All Writing
🤖 AI & TechnologyDeep DiveJuly 20264 min read

Building with LLMs: What Nobody Tells You About Edge Cases

At Sonic Linker, we shipped an AI product in 3 months. Two weeks after launch, a client's workflow broke because our LLM decided a comma was actually a period. Here's what I learned about edge cases that no tutorial prepared me for.

The edge case that cost us a weekend

We were two weeks post-launch at Sonic Linker when a client reported that our AI was randomly splitting their documents in weird places. Not all the time. Just... sometimes.

Turns out, the LLM was treating certain punctuation marks inconsistently. A comma in one context was fine. The same comma in a slightly different sentence structure? The model thought it was a period. We spent an entire weekend adding validation layers we didn't know we needed.

Here's the thing: traditional software has predictable failure modes. A null pointer exception looks the same every time. But LLMs fail in ways that are context-dependent, probabilistic, and often invisible until a real user hits them.

I'm not talking about prompt engineering tips or model selection. I'm talking about the unglamorous reality of putting an AI product in front of actual paying customers.

Edge cases don't follow a distribution curve

In normal software, you can predict edge cases. If you're building a payment flow, you know to handle declined cards, network timeouts, duplicate submissions. There's a pattern.

With LLMs, edge cases are fundamentally different. They're not rare events at the tail of a distribution. They're unpredictable interactions between your prompt, the user's input, and the model's training data.

At Sonic Linker, we built a feature to extract structured data from unstructured text. Worked great in testing. Worked great with our first 50 users. Then someone uploaded a document with tables formatted as ASCII art. The LLM tried to be helpful and invented relationships between data points that didn't exist.

We couldn't have predicted that. And here's the kicker: we still find new variations of this problem every few weeks.

The solution wasn't better prompts. It was building a validation layer that checked if the output made logical sense given the input. If the user uploaded 10 rows of data, the output better have exactly 10 rows. If a field is supposed to be a date, we validate it's actually a date, not the LLM's creative interpretation of one.

This added three weeks to our timeline. But it's the difference between a demo and a product people trust with real work.

You need a human-in-the-loop escape hatch, always

I used to think the goal was full automation. The LLM does the thing, the user gets the result, everyone's happy.

That's not how it works in practice.

We added a simple feature: a "flag for review" button next to every AI-generated output. Sounds obvious, right? But here's what I learned: users don't want to use it. They want to trust the AI completely.

So we made the system flag itself. If the confidence score drops below a threshold, or if the output doesn't pass our validation checks, we automatically mark it as "needs review" and show the user why.

This changed everything. Instead of users discovering errors after they've already used the output (and lost trust), they see upfront that this specific result might need a second look. They're involved in the process, not surprised by the failure.

At Finvestfx, I worked with enterprise clients who needed 100% accuracy for compliance reasons. If I'd tried to ship an AI feature there without an escape hatch, it would have been dead on arrival.

Testing LLM products is a different game

You can't write unit tests the way you're used to. The same input doesn't always produce the same output. And small changes to your prompt can have cascading effects you won't see until production.

Here's what actually worked for us:

We built a test suite of real user inputs, not synthetic examples. Every time we found a new edge case in production, it went into the test suite. We run the entire suite before every deploy, but we don't expect perfect consistency. Instead, we check if the outputs are "semantically equivalent" to the expected result.

We also version our prompts like code. Every change gets a version number. If we need to roll back, we can. This saved us twice when a prompt optimization improved one use case but broke another.

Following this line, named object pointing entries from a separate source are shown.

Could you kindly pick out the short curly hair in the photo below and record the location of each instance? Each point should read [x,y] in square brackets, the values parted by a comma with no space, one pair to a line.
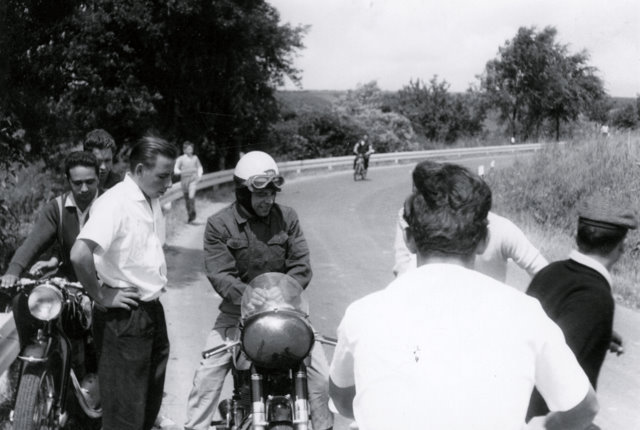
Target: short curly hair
[99,139]
[80,158]
[447,213]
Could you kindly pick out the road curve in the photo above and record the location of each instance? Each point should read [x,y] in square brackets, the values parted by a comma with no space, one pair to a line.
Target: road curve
[350,228]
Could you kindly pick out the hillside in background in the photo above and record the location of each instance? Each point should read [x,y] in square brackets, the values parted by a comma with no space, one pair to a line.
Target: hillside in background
[308,100]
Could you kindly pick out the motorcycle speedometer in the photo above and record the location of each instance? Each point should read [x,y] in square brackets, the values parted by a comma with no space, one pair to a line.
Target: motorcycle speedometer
[45,302]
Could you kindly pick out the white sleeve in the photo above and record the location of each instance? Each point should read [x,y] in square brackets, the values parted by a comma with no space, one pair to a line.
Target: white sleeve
[404,259]
[200,169]
[559,377]
[341,370]
[177,170]
[102,225]
[516,245]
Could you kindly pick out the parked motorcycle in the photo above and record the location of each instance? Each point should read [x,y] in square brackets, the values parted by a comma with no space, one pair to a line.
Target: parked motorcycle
[48,388]
[270,358]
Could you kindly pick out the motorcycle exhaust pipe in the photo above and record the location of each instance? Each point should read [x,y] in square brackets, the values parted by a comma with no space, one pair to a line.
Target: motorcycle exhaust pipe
[301,417]
[259,416]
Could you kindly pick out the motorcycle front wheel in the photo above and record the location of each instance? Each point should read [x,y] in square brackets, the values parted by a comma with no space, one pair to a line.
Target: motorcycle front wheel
[34,402]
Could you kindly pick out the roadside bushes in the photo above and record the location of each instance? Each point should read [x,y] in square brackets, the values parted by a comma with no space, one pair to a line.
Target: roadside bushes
[546,190]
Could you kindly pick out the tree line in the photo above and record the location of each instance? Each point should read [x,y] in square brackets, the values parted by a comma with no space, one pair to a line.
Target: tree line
[207,71]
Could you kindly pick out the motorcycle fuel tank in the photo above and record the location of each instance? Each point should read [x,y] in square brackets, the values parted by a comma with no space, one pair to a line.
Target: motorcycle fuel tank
[277,339]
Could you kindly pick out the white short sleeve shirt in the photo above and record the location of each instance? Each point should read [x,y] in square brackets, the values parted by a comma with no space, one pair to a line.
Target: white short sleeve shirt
[445,347]
[129,233]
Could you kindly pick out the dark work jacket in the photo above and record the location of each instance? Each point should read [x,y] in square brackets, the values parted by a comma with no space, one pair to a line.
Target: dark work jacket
[238,247]
[579,300]
[44,234]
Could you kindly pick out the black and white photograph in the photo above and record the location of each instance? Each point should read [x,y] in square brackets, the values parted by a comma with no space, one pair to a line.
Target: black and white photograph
[319,215]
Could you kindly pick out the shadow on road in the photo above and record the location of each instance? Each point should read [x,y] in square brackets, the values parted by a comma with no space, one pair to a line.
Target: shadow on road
[184,265]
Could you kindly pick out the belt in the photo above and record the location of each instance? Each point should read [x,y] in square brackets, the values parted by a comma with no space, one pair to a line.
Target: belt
[154,300]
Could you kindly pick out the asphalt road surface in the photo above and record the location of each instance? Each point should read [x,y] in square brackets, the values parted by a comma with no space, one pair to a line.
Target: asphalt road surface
[350,229]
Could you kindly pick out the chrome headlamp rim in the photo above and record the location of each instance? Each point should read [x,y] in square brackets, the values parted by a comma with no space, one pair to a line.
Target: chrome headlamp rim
[45,302]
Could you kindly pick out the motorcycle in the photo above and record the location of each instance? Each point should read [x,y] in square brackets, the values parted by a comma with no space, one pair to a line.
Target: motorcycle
[270,358]
[47,382]
[359,172]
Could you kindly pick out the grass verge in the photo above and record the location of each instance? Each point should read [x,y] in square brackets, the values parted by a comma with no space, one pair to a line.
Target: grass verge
[543,193]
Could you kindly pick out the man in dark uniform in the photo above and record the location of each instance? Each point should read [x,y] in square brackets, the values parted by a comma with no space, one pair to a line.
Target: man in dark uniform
[363,147]
[57,227]
[576,293]
[253,236]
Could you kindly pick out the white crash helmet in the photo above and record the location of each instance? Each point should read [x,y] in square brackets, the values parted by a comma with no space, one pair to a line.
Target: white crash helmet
[257,170]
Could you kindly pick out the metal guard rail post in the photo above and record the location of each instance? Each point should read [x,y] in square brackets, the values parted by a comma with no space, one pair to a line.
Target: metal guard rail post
[8,335]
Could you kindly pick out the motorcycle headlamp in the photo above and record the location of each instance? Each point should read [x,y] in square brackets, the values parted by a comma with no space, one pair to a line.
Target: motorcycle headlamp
[260,182]
[45,302]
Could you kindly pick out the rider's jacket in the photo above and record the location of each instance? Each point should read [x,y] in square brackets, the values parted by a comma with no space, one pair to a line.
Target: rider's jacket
[48,231]
[239,246]
[362,148]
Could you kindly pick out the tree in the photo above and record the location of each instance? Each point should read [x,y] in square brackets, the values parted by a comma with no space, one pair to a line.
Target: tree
[534,79]
[203,70]
[625,117]
[436,113]
[388,131]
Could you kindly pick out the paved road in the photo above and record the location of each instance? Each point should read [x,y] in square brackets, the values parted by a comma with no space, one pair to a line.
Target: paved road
[350,228]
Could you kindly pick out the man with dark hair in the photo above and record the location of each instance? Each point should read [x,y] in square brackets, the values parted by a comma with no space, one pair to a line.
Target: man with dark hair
[102,145]
[57,226]
[506,241]
[190,170]
[118,257]
[446,347]
[576,293]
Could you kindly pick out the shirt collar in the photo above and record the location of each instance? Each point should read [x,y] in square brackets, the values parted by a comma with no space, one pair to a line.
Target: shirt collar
[70,201]
[132,189]
[592,263]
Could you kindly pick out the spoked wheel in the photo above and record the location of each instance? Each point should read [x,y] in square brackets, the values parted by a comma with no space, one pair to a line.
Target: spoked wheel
[34,403]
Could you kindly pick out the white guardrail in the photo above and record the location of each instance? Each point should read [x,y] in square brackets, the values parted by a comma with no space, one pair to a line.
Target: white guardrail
[8,335]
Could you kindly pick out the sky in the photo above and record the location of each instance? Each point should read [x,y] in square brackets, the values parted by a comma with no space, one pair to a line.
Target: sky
[352,42]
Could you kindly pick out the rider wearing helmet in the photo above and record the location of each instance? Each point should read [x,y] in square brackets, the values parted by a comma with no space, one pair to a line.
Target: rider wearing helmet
[252,236]
[363,147]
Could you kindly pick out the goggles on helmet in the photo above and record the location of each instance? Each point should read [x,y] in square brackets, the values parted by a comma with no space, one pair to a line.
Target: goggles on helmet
[260,182]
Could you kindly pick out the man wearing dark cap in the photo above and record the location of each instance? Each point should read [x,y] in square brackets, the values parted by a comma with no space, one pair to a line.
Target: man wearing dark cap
[576,293]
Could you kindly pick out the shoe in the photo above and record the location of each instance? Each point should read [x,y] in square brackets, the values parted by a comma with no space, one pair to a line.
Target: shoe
[164,423]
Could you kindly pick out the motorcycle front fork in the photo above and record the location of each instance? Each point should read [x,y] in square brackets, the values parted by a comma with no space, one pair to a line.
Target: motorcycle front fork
[40,352]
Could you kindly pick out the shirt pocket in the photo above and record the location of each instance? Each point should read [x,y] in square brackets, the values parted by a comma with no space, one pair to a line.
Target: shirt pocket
[278,247]
[239,249]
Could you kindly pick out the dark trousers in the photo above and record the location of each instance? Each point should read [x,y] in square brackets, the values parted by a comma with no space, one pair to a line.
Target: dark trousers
[133,352]
[26,324]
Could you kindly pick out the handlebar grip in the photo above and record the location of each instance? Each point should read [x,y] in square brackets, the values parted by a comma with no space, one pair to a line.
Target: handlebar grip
[209,352]
[327,340]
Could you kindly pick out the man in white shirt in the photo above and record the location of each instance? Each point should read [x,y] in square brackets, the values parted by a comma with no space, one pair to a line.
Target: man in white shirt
[505,241]
[121,243]
[446,347]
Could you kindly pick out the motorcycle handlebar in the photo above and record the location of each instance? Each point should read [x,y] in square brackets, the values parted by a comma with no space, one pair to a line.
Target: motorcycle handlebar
[209,352]
[326,340]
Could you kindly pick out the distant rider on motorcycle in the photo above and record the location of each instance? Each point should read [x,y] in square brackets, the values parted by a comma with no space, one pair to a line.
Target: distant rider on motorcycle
[363,147]
[57,225]
[253,236]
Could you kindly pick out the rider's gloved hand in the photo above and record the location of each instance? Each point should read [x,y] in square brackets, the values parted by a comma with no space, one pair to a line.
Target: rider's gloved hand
[8,281]
[260,296]
[616,343]
[42,266]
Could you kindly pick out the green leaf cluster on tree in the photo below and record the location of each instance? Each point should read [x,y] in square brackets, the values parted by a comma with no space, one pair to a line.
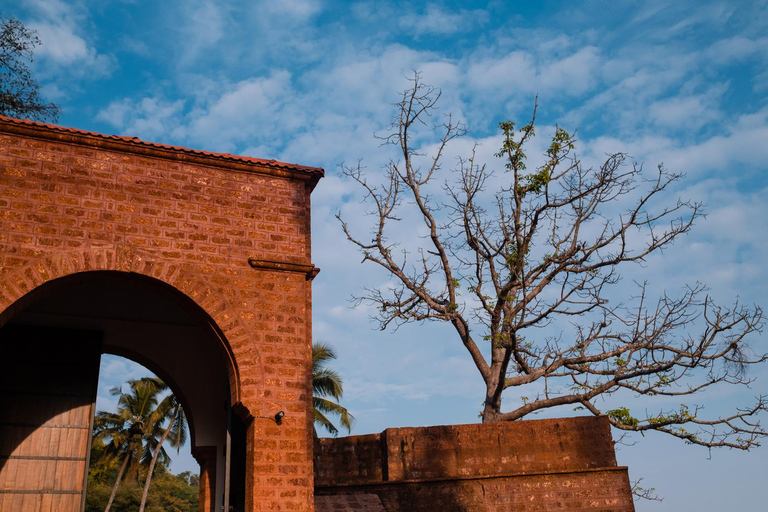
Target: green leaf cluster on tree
[168,493]
[19,92]
[128,444]
[524,264]
[326,384]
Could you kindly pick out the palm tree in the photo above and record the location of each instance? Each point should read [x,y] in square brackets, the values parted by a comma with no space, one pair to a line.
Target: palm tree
[327,383]
[175,432]
[126,429]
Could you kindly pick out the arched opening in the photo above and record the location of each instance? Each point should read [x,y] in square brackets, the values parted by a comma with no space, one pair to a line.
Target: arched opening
[58,332]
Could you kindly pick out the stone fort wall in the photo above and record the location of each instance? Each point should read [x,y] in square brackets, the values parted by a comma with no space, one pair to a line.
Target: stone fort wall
[561,464]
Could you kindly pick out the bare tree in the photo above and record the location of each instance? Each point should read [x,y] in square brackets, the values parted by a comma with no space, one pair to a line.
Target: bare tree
[19,92]
[524,273]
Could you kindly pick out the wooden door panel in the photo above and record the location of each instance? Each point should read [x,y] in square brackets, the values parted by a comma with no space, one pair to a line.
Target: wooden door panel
[48,380]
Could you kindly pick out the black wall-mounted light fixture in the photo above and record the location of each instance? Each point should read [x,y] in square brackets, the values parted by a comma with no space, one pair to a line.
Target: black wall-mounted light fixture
[277,418]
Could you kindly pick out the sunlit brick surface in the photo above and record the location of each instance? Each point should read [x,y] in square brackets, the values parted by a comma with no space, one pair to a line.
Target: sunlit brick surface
[74,202]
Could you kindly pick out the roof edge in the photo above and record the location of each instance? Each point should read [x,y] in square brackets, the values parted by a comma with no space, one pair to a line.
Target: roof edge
[179,153]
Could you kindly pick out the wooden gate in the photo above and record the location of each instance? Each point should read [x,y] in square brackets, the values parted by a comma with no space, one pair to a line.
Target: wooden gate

And we monitor everything. Token usage, latency, error rates, but also user corrections. If users are consistently editing the AI's output in the same way, that's an edge case we need to handle systematically.

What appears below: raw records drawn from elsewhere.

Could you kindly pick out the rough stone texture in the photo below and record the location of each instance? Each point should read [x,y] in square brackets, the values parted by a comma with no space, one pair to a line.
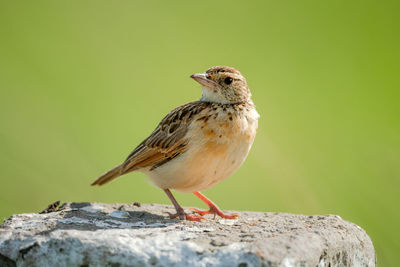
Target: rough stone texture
[94,234]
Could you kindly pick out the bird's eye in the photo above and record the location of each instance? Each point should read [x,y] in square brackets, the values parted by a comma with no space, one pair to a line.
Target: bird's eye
[228,80]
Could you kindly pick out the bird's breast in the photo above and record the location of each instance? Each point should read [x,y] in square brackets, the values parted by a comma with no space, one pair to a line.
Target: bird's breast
[218,143]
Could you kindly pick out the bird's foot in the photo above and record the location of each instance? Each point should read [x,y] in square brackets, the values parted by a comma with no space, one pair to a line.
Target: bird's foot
[216,211]
[185,216]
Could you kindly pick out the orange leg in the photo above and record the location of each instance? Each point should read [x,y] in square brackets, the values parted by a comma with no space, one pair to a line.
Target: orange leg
[179,210]
[213,208]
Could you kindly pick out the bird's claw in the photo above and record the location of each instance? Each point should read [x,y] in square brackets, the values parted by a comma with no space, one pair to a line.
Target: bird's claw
[216,211]
[188,217]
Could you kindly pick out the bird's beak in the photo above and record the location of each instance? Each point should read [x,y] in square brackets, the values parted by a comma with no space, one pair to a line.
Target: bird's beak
[202,79]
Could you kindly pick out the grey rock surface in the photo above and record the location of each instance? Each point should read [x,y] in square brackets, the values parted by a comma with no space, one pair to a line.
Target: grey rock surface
[96,234]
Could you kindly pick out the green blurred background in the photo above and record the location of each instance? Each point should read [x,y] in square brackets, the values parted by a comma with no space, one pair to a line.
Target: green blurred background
[83,82]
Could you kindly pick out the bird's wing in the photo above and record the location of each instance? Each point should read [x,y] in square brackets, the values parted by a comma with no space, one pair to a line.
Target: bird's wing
[167,141]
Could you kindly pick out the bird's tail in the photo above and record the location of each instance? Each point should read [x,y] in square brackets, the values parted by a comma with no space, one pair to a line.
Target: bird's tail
[108,176]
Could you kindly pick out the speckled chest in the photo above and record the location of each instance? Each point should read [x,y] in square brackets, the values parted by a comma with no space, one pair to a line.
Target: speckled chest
[227,123]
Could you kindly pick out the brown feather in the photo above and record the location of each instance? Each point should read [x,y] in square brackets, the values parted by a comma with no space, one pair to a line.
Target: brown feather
[165,143]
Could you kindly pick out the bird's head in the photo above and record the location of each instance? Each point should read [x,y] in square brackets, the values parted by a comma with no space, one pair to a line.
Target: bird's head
[222,84]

The takeaway nobody wants to hear

Building with LLMs means accepting that your product will never be 100% reliable in the traditional sense. The question isn't "how do I eliminate edge cases?" It's "how do I design around inevitable unpredictability?"

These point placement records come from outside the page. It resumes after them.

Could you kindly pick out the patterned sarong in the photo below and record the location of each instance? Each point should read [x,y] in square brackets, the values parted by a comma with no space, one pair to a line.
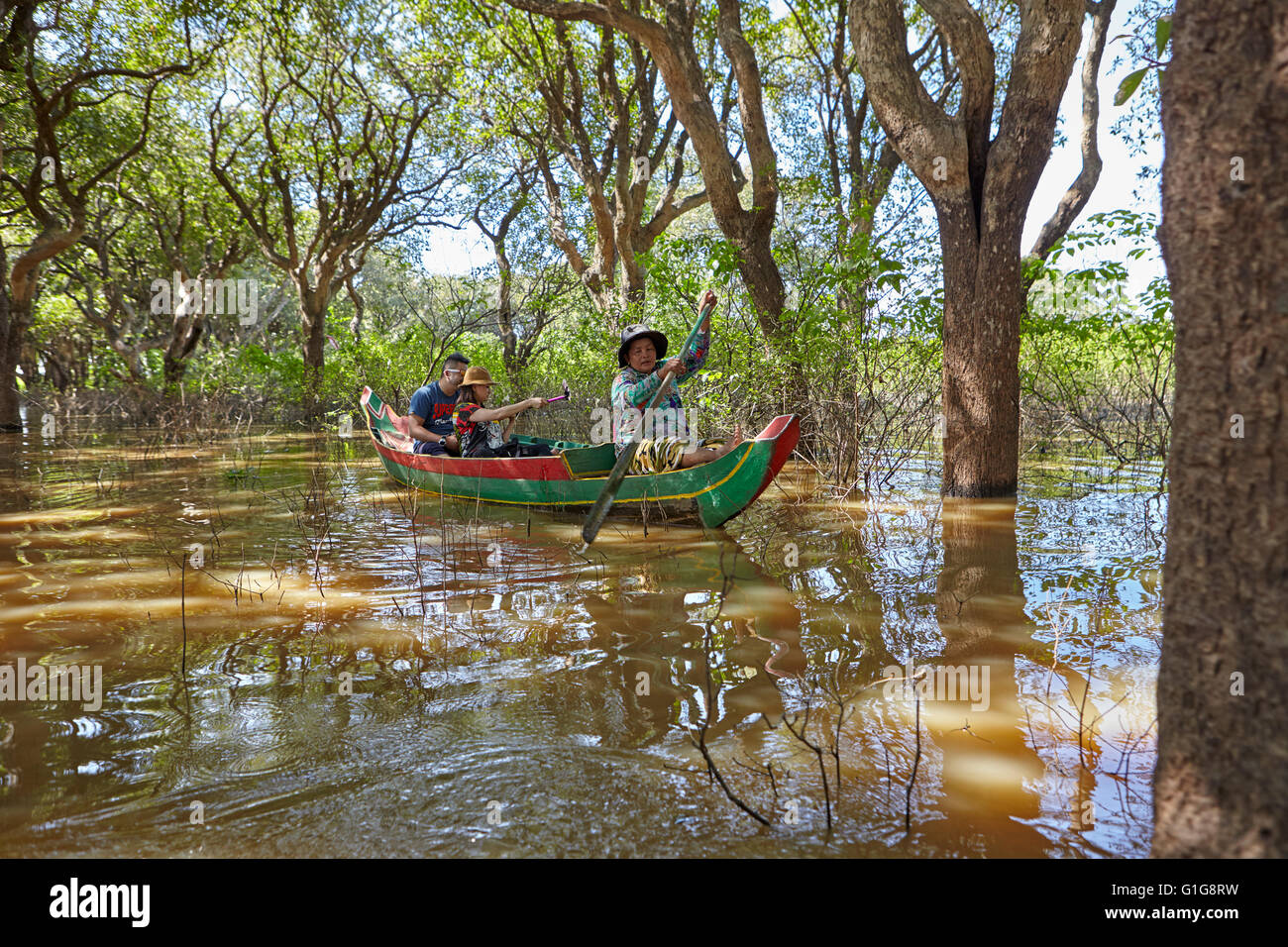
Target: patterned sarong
[664,454]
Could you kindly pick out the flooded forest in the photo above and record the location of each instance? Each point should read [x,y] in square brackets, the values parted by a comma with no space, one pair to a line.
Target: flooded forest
[752,428]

You need validation layers, escape hatches, and monitoring that goes beyond traditional metrics. You need to be okay with shipping something that works 95% of the time and having a plan for the other 5%.

The AI gold rush makes it look easy. Plug in an API, write a prompt, ship a product. But the real work starts after your first 100 users, when the edge cases start rolling in and you realize this isn't like any software you've built before.